Wielenga: It does require company commitment, because there is added cost involved, but it really has in this case worked very well.

Santiago: In my experience, you will see three basic scenarios. First, the company wants to keep the status quo. They’ve got a great internal candidate, and there’s no reason to go external. I’ve had to argue with clients and say, “Why would you want to go external? You’re not looking to change the situation. The company hasn’t gone to hyper-growth internationally, and this person isn’t technically a fit; there isn’t a new CFO who wants a different personality or culture change. So there’s no reason to.” That’s the first one: you’re going to go internal and stay status quo.

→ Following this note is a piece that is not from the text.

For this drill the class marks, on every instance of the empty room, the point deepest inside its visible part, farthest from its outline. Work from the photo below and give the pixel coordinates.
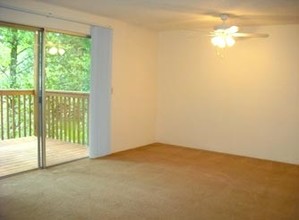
(150, 109)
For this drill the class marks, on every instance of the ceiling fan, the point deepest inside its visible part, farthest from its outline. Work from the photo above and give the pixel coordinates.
(225, 35)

Second, the candidates are external only. This can happen for multiple reasons. The person could have failed at their job. They could have actually done damage. We came and cleaned up a major material weakness, and the succession planner was going to be the tax ops leader. Well, that’s not going to work; that game’s over. We’ve got to go in a completely different direction. It could be because of a new CFO; they want to bring somebody they know and like and want to integrate in. It could be because the tax department needs to shift in direction; they’re going to go extremely more aggressive and acquisitive, and they’re going to have to grow that way, not organically, and they need more technical skill sets in that area. There could be many reasons, but if it’s external, there are no viable internal candidates. We pound them on that because there’s no reason to do a search if there is somebody. I agree—if all things are equal, you should stay internal.

The third one is a little more difficult. It can be like Rich ran into—there are pressures from the board to see comparative candidates. Sometimes we do that; it’s called “talent mapping.” It’s not a full search, but we give them a slate of comparables to put them at ease that they’ve got some decent people. Other times, the internal candidates are low probabilities. They haven’t gained the internal leadership’s confidence, and they want to go external, but they want to integrate. So you got an A-B on this one. This is where they’ll integrate internal candidates. Sometimes they will not be a fit, but they want to do damage control. Trust me; I’ve been asked to integrate internal candidates that were never going to be hired, but you got to do damage control and see how they’re going to handle it. Other times, there’s a serious contender. So there’s an A-B on the third one. They’re seriously considered, but they want to have some evaluations. They’re not happy with just doing talent mapping. They want to do a full search, and you take them through it. One of those [three] scenarios is always what they fall into. So, that’s your blueprint. You just got to figure out where the C-suite and HR are coming from. Once you do, you can put your game plan in place.

Levin-Epstein: We have time for one more quick question. If you were deciding between two candidates who were very equal, except that one was a better leader and the other had more substantive knowledge in tax, which one would you choose?

Wielenga: And this is for the top job?

Levin-Epstein: Yeah.

Wielenga: I would go with the leadership skill.

Wireman: I would as well.

Santiago: Unanimous.

Levin-Epstein: OK, that’s a good way to end it. Thank you very much.